San Francisco’s Magic Theatre has had a long history with Sam Shepard. In 1971, the theatre staged its first Shepard play, La Turista. Starting in 1975, Shepard was playwright in residence for ten years at the Magic, where he premiered many of his seminal plays, including Buried Child, True West and Fool for Love.
Kicking off with Shepard’s 70th birthday in 2013, the Magic has been celebrating his work with a five-year “Sheparding America” project that started with a revival of Buried Child helmed by Magic artistic director Loretta Greco. Now Greco is teaming up with a couple of the same actors (James Wagner, Elaina Garrity) to take on another Shepard classic.
Although it dates from around the time of the end of his residency, A Lie of the Mind has never played the Magic until now. It’s a very strange play about very strange people from two very different but similarly messed-up families, united by marriage and violence.

The story starts shortly after a husband beats his wife so severely that he thinks he’s killed her. We see the young wife. Beth, awaken in a hospital, brain-damaged and speaking partly in gibberish. Disturbingly, the incident is played for humor in a farcical conversation that follows between the husband, Jake, and his brother Frankie. Jake’s paranoid rant about how he could tell Beth, an actress, was cheating on him could feel menacing; he’s already demonstrated how dangerous he can be. But Sean San Jose’s twitchy Jake is like a young boy having a tantrum. Frankie, the concerned brother played by Juan Amador, tries to find out exactly what happened, but the the goofy faces Amador keeps making turn the conversation into a grim Abbott and Costello routine.

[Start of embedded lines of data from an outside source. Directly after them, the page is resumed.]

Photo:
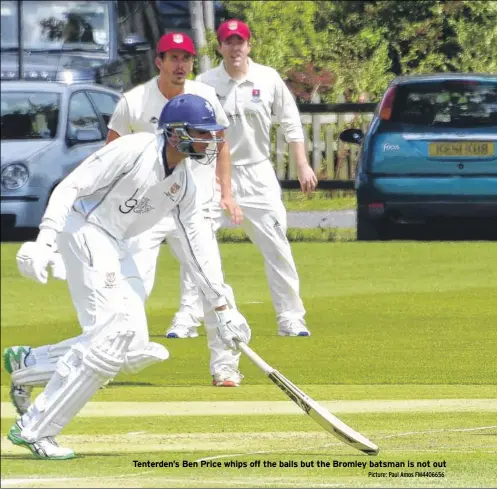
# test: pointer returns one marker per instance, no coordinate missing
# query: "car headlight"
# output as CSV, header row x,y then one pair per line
x,y
14,176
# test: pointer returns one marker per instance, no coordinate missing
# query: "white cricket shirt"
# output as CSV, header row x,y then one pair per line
x,y
123,188
249,104
139,110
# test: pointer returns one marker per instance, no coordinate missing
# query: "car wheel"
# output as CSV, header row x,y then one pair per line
x,y
371,229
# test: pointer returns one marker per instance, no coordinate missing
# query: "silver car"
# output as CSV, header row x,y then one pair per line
x,y
47,130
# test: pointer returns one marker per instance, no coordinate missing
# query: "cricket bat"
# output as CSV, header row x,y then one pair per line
x,y
312,408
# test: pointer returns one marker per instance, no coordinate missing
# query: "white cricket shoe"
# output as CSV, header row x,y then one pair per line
x,y
14,359
293,327
45,448
226,377
178,330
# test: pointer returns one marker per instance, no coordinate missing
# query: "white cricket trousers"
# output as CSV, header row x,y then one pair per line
x,y
257,191
103,281
145,250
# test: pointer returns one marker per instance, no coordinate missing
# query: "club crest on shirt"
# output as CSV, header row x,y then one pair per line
x,y
172,193
256,95
110,280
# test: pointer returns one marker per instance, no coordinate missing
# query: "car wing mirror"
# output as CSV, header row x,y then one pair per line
x,y
352,136
134,44
86,135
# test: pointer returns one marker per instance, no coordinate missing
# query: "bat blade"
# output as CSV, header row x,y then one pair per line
x,y
322,416
312,408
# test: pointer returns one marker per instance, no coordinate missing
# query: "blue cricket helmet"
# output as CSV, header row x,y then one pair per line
x,y
190,111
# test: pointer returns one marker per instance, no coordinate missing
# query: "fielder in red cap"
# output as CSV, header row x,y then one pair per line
x,y
251,95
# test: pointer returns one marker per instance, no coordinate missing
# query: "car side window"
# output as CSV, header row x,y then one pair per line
x,y
105,104
81,115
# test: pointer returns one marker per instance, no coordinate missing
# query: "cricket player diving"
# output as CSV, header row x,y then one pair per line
x,y
120,191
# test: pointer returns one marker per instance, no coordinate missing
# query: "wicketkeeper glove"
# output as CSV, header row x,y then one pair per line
x,y
232,325
34,257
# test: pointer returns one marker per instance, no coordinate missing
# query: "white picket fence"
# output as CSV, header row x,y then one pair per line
x,y
330,158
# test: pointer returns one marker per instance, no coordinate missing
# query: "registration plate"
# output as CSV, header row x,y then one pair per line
x,y
475,149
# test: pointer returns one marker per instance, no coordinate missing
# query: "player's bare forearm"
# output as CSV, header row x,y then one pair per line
x,y
297,150
307,177
223,176
223,169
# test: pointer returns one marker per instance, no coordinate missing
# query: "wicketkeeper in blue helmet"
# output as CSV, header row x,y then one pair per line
x,y
189,119
120,191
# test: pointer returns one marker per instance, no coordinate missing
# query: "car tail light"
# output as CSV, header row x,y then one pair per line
x,y
376,208
386,105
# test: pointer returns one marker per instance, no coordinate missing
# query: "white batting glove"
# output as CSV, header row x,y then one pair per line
x,y
33,258
232,326
58,267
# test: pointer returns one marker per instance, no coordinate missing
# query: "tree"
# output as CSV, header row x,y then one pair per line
x,y
367,43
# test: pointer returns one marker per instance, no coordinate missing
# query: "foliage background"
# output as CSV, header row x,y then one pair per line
x,y
363,45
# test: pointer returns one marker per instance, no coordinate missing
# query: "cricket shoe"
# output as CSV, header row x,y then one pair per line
x,y
293,327
45,448
226,377
178,330
14,359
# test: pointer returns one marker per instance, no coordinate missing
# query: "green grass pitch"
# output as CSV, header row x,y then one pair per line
x,y
402,349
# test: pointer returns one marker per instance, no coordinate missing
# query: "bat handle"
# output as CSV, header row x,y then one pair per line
x,y
254,358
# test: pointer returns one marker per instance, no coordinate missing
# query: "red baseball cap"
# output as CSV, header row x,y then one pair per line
x,y
233,27
175,40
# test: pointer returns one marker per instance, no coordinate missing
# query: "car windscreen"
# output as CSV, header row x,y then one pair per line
x,y
446,104
55,26
29,115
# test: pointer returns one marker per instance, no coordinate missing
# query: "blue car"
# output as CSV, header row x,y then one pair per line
x,y
429,156
47,130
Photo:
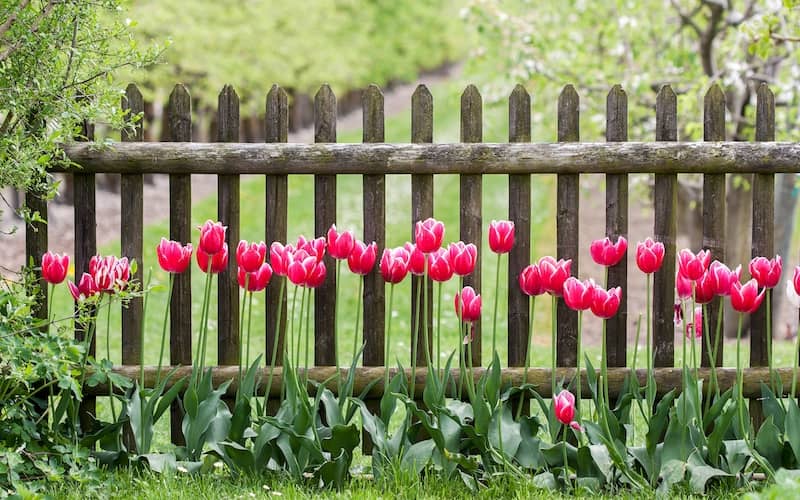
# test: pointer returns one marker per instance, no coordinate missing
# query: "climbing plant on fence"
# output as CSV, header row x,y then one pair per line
x,y
465,417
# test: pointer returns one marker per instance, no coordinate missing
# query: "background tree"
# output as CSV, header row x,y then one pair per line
x,y
52,52
643,45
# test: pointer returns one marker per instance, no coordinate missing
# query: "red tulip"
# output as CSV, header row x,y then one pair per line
x,y
606,253
428,235
173,257
605,303
279,257
439,268
578,294
766,272
531,282
683,286
55,267
564,409
212,237
554,274
745,298
340,244
693,266
250,256
468,304
85,288
723,277
649,255
256,281
462,257
501,236
109,272
416,260
362,259
394,264
219,260
705,289
796,280
315,247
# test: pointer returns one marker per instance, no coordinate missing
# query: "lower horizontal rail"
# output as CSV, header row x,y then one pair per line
x,y
666,378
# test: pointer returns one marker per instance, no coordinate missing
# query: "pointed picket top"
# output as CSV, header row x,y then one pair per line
x,y
325,115
569,115
519,115
277,115
714,114
422,115
372,114
666,114
471,115
179,114
765,113
133,103
228,115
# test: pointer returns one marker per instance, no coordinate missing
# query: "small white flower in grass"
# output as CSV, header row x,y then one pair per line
x,y
791,294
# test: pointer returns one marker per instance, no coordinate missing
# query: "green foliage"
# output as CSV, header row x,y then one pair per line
x,y
346,43
51,54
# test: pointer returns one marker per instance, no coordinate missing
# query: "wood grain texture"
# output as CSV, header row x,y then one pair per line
x,y
520,158
665,201
567,224
421,208
714,208
325,216
374,210
179,128
131,233
616,226
667,379
277,130
228,211
519,212
471,199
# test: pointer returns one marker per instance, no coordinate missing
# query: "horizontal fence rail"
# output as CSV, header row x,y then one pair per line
x,y
484,158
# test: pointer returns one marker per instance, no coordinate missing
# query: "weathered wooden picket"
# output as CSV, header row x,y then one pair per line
x,y
374,159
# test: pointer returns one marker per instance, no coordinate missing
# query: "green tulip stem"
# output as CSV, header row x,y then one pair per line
x,y
163,328
553,325
241,331
439,328
415,340
388,345
273,359
496,301
358,315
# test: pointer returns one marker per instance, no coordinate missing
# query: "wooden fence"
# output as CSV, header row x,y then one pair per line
x,y
471,159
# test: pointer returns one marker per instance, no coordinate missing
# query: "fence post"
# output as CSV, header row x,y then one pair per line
x,y
714,213
617,225
421,209
519,212
179,129
325,216
567,224
471,196
763,241
132,221
664,229
277,130
85,248
228,211
374,203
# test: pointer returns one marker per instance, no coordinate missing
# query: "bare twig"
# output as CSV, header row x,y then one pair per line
x,y
37,23
12,18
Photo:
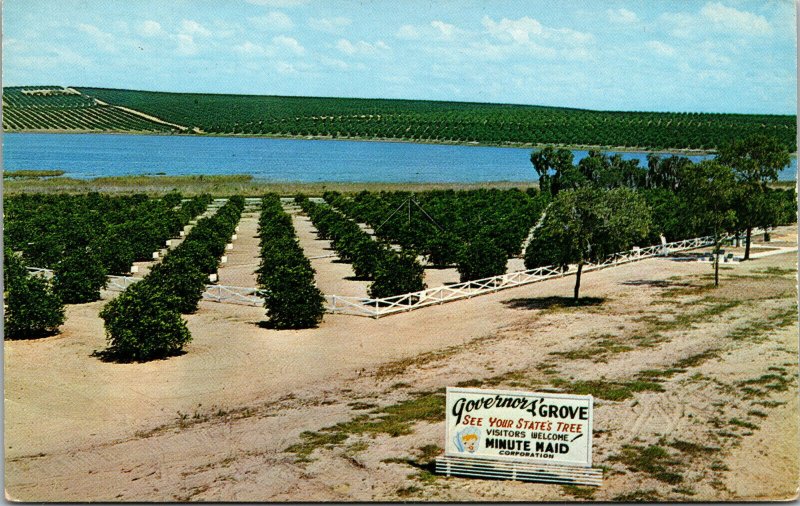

Jessi Campbell’s Beth is terribly affecting in her zoned-out distress, furiously frustrated and terrified for reasons she can’t articulate. Jake, too, becomes feverishly delirious and borderline amnesiac, retreating to his childhood bed where his mother is only too happy to take care of him. In a parallel move, Beth goes back to recuperate with her parents in Montana. The rest of the play moves back and forth between these two families caring for their broken children, sometimes showing both houses at once on opposite sides of Robert Brill’s simple but versatile set of a bare wooden floor tilted toward the audience.

But the parallels don’t end there. Everyone in the play is deranged and miserable—except Jake’s sister Sally, who’s just exasperated as played by Garrity. Catherine Castellanos as Lorraine, Jake’s mother, is pathologically self-absorbed in her brusque dismissal of any truths about her family that don’t fit her own embittered narrative. She babies her returned son even as she tries to shoo her daughter away as an interloper. Ultimately you can see that Jake’s raving paranoia runs in the family.